Week 4: I'm entering this final recovery week feeling comme ci, comme ├ža. Neutral? The big positive is that the chest fullness is gone. The prominent lymph nodes on my collarbone and up and down my neck have at least stabilized. The cough is gone and my breathing is much improved. I'm looking forward to telling my nurse, Brynn, that things have improved. Oddly, it was after a night outside in the frigid wind at a UConn football game tailgate that I felt remarkably better. Maybe a prolonged shot of fresh air, a glittery pumpkin sticker for my cheek, and a cup of hot, hard cider is an ancient remedy of some kind – put that in the clinical trial notes. Maybe what I was feeling was a strange bug, or allergies, or paranoia.
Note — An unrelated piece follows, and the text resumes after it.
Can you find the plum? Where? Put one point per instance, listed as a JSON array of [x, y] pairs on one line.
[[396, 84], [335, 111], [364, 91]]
One of the struggles of being a cancer patient is to remember that I am also still a human and to not always jump to the conclusion that everything is related to cancer activity. A little post nasal drip shouldn't cause me to start making funeral arrangements.

It's been a game of Chutes and Ladders. I feel like I've climbed a few ladders and made some progress, but unfortunately the chutes have been fast and windy. This Thursday my little plastic playing piece with the pigtails, plaid skirt, and knee socks will be back at the "Start" space to begin the adventure all over again with Bendamustine round 2. At least this time I'm prepared for how high up and how low down the side effect game may take me.

3 comments:

  1. It's so easy to take everyday symptoms and turn them into more but it sounds like this stuff is potent and will do it's job!! As always let us know if you need anything--xoxo Bev&Blake

    ReplyDelete
  2. I LOVE the Chutes & Ladders analogy! Hang in there, and know I'm here for you if you need anything... Michelle :)

    ReplyDelete
  3. Ah Chutes and Ladders and Candyland - 2 first games of total chance, no skill involved (ok you need to be able to count or know your colors) - to win and lose.
    And here you are years later, after I imagine the last time you played - to be using the game in comparison to where you are in your life right now (no doubt about it - a great analogy, like the previous comment commented). But though your life has all these 'chutes' and 'ladders'- may the end result of 'your game' be no chance - may it end with you winning because of the planning, the strategies and the finely orchestrated treatment.